4) Understanding the concept of Jews as both “oppressed” and “oppressors” has never been easy.  Some Jews have supported policies toward Palestinians that are oppressive even though they themselves come from families that were victims of oppression, hatred and genocide.  I’ve written in Tikkun magazine about the ways that Jews continue to face oppression.  Anti- Semitism does exist. Yet because of this fact, many Jews fail to acknowledge the ways that Jews act out oppressor behavior( the Occupation, for example).  Those who do understand the ways that Jews act out oppressive behavior often have trouble always acknowledging or having compassion for the underlying history of oppression of Jews that fuels theiroppressive behavior toward others. And yet these same people often understand (when it comes to other sections of the population in the US or globally) how the dynamics of oppression sometimes lead the oppressed to become oppressors.

 

5).
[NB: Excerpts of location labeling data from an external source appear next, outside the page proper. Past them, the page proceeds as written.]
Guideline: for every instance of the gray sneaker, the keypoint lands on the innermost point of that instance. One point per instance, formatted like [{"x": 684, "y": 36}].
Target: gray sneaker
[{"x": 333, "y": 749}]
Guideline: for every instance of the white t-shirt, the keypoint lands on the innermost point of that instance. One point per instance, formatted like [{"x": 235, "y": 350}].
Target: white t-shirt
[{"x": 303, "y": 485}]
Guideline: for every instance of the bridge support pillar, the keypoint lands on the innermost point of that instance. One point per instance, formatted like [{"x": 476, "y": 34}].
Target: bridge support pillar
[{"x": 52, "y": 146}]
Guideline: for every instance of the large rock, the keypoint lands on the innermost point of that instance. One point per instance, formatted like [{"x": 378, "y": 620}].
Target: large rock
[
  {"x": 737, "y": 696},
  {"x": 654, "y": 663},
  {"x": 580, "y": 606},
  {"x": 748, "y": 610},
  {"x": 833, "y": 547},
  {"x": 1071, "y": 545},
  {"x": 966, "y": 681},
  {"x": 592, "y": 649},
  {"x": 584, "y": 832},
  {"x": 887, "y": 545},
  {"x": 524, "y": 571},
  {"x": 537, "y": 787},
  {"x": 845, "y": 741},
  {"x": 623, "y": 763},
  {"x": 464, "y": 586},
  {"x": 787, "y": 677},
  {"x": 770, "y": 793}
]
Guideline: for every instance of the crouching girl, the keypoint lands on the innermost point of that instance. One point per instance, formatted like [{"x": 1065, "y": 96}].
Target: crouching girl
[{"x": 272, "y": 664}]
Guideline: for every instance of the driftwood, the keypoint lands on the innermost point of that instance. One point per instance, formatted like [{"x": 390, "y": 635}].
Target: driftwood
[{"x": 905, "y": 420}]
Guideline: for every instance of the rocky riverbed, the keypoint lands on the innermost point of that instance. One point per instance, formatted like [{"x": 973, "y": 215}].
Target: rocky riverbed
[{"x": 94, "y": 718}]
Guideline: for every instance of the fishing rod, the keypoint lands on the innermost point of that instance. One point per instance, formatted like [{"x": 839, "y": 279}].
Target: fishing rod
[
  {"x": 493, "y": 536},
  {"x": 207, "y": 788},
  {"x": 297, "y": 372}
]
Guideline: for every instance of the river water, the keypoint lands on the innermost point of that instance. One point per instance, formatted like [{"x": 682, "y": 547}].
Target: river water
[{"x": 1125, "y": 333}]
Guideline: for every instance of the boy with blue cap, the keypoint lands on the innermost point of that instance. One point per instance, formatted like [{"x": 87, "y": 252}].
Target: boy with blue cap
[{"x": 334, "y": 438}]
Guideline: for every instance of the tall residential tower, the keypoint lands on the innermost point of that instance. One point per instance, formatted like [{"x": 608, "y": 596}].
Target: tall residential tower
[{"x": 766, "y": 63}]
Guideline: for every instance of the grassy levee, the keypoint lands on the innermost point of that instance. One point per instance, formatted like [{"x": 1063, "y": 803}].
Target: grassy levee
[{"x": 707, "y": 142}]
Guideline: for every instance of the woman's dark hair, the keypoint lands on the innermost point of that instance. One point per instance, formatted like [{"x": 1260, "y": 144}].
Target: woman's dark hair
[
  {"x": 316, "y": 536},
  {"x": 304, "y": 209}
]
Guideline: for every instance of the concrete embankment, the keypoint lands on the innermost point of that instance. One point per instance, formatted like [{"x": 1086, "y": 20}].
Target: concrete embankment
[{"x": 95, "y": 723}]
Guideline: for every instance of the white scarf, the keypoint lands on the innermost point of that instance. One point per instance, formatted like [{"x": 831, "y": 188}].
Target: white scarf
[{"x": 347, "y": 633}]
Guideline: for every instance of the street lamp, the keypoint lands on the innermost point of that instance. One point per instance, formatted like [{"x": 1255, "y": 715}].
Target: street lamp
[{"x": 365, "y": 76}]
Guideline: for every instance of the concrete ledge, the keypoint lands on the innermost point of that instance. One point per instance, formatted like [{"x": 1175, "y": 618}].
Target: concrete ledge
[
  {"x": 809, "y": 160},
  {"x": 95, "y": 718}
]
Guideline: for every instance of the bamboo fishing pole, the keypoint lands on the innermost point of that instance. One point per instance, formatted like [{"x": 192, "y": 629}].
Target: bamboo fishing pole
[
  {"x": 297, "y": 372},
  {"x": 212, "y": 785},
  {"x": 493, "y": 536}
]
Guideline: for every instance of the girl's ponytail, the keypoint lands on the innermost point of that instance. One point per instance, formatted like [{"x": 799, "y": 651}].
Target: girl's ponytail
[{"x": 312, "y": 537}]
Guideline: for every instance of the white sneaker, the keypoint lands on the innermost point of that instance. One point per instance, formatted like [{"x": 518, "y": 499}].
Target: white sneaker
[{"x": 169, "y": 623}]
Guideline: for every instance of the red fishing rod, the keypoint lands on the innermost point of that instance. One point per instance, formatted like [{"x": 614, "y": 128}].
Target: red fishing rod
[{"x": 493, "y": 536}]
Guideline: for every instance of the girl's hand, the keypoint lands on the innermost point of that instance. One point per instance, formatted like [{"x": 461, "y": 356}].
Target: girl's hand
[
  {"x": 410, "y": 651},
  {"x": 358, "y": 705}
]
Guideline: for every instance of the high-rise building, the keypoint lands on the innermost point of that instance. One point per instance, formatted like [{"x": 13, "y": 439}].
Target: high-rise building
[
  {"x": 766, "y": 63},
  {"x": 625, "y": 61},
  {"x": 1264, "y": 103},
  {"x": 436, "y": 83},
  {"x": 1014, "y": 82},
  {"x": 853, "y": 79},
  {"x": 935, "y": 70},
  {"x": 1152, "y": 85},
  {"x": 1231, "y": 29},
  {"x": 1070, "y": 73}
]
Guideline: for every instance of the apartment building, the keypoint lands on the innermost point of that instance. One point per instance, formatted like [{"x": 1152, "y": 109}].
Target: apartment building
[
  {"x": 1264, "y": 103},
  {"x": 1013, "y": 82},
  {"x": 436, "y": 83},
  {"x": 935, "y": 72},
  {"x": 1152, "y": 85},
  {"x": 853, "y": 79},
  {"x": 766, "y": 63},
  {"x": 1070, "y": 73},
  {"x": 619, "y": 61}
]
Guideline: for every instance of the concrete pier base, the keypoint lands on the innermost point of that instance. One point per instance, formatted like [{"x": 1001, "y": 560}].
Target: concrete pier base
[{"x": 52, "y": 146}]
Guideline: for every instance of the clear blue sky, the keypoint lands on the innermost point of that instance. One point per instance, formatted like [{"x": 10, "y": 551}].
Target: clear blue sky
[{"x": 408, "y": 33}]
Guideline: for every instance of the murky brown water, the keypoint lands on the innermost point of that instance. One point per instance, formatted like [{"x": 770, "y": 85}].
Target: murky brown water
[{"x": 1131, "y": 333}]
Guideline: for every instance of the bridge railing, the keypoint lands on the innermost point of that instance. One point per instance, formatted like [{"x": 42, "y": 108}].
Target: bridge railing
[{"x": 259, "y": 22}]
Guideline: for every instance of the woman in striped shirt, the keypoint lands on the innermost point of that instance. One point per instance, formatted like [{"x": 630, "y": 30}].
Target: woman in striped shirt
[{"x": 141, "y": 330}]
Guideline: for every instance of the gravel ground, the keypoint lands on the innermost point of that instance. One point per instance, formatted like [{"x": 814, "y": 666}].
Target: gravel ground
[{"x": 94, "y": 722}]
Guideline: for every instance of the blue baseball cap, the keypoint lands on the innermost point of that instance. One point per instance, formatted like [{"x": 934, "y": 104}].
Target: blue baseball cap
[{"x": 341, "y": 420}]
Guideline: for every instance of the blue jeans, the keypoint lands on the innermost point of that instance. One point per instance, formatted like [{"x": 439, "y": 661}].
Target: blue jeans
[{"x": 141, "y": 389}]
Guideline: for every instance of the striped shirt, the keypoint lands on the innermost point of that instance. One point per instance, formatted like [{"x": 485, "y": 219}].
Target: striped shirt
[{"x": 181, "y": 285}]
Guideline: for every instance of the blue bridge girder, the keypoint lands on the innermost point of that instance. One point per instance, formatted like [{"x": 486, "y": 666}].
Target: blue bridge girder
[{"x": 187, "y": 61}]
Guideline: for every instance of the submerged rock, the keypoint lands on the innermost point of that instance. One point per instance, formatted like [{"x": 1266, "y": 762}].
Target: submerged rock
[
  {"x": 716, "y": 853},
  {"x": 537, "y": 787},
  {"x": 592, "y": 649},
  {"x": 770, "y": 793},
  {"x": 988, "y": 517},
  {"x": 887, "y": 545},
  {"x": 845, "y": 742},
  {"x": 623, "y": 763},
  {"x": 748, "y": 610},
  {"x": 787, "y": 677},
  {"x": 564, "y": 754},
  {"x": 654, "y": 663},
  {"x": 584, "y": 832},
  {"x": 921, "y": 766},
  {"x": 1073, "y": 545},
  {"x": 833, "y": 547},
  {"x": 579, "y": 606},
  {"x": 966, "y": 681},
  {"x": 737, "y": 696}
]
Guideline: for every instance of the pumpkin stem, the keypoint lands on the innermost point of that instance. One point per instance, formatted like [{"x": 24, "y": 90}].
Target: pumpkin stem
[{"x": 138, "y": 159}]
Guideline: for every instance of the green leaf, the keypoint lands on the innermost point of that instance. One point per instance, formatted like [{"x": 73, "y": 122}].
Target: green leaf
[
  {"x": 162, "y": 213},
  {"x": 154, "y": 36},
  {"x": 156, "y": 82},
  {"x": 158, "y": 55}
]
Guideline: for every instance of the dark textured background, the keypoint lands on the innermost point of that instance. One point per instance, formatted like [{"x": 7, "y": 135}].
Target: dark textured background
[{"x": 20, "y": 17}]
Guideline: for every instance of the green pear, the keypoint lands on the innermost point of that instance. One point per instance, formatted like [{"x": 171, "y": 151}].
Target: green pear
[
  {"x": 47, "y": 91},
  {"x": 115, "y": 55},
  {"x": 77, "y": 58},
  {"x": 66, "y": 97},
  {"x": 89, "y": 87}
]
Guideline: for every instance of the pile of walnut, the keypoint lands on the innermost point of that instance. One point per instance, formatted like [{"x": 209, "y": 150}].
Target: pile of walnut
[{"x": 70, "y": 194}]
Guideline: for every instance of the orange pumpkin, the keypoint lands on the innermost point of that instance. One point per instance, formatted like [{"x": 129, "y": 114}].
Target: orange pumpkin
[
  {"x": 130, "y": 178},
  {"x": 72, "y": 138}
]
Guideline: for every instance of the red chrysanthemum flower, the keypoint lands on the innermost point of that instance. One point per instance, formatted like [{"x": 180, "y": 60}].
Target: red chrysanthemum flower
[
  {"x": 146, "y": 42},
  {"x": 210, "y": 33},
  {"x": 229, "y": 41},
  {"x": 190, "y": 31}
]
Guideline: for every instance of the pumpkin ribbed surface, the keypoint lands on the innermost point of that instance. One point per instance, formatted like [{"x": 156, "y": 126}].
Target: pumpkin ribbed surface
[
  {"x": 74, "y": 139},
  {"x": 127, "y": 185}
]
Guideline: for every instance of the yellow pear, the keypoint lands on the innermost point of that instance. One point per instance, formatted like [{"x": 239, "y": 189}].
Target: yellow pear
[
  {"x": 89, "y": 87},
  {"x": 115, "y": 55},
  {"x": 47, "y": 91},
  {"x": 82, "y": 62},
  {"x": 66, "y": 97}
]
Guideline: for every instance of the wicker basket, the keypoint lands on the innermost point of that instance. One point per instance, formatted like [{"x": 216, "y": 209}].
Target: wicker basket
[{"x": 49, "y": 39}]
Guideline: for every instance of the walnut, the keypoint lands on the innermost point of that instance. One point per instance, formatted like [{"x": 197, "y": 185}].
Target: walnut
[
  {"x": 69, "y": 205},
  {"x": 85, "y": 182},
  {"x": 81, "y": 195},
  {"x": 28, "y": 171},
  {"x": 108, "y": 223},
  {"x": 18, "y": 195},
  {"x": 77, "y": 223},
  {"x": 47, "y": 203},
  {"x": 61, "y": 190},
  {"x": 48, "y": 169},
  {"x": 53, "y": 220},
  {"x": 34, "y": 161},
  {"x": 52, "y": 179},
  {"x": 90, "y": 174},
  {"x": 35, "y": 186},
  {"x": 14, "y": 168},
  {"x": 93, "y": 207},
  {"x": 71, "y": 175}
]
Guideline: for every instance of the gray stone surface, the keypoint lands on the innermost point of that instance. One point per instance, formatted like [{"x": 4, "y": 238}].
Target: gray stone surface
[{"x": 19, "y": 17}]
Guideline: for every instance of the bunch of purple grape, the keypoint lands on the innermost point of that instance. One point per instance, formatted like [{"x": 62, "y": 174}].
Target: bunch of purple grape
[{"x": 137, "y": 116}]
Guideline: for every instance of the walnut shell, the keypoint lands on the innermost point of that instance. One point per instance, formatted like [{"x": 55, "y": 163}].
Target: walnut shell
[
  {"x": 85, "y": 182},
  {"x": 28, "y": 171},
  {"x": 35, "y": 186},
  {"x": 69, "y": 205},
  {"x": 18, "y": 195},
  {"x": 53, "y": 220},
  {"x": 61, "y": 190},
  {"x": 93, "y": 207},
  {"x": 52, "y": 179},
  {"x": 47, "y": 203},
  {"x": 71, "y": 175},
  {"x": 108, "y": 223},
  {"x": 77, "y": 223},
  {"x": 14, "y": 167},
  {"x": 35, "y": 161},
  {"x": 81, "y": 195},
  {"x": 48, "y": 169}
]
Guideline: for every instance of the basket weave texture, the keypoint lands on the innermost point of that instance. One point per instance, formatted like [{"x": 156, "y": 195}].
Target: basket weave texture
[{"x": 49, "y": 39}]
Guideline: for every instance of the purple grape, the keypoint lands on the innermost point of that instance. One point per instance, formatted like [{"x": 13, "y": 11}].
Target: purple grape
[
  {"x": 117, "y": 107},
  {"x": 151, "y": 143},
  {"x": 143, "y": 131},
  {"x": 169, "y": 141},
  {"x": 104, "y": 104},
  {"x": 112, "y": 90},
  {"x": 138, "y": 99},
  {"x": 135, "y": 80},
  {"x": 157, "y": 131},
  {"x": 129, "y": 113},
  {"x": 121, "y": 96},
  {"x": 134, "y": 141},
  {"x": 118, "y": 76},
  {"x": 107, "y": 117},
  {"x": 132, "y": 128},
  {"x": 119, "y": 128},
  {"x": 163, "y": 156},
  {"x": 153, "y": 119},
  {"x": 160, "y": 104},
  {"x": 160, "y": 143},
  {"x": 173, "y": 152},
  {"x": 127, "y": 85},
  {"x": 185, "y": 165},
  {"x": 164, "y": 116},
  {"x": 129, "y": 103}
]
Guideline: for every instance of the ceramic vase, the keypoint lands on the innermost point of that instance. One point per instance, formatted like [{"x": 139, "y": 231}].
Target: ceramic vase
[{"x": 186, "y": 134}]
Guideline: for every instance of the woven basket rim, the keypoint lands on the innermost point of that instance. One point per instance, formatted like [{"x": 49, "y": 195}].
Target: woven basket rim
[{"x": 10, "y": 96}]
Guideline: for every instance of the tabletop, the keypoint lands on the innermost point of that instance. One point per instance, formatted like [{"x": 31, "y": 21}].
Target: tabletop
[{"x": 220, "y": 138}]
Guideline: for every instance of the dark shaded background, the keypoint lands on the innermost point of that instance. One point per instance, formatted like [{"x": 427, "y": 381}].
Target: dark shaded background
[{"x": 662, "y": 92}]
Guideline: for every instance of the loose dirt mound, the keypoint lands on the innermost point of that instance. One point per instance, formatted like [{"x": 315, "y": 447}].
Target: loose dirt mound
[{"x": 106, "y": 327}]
In this current political climate, with issues being more polarized than ever– there is a strong pull against dialogue.  All too many claim, “you are either for me or against me”.  ”You are on my side or you are on the wrong side”.  Yet, the complexities of the Israeli Palestinian conflict require thinking and  nuanced position taking.  Progressive Jews are having a particularly difficult time in this  polarized climate to create spaces for honest listening and dialogue on this key issue.

 

5) In coalition building work, it is often helpful to remember what causes each other pain, and whenever possible,  to refrain from using painful trigger words.  The word genocide is such a strong trigger word for Jews.  How could it be otherwise?  I don’t think the key point is to argue back and forth– does the current occupation and oppression of Palestinians rise to the level of genocide?  The oppression is horrible.  But scoring points, using the most inflammatory words possible, using restimulating language has been a hallmark of the Trump campaign.  When it also slips into the platform of an important progressive movement like Black Lives Matter, we all lose.  We get unnecessarily divided from each other.

 

In the week when the Black Lives Matter Platform was released, the critical issues for Black African Heritage people( mass incarceration, a racist judicial system, racial profiling etc)   should have been the only issue of conversation.  Instead, Blacks and Jews were once again unnecessarily set up against each other through the use of inflammatory language.  This was a set back for Black Liberation work, for Jewish Liberation work and for  Palestinian liberation work.

 

6). As painful as these weeks have been, this most recent divide can also be an incredible opportunity.   The sustained authentic relationships that have been built and  can be  built between Black Lives Matter activists and Progressive Jewish activists with honest and at times painful conversation  can carry us through this rough spot with renewed commitment and understanding.

 

Cherie Brown is the founder and executive director of the National Coalition Building Institute.  She is also an adjunct faculty at the Reconstructionist Rabbinical College.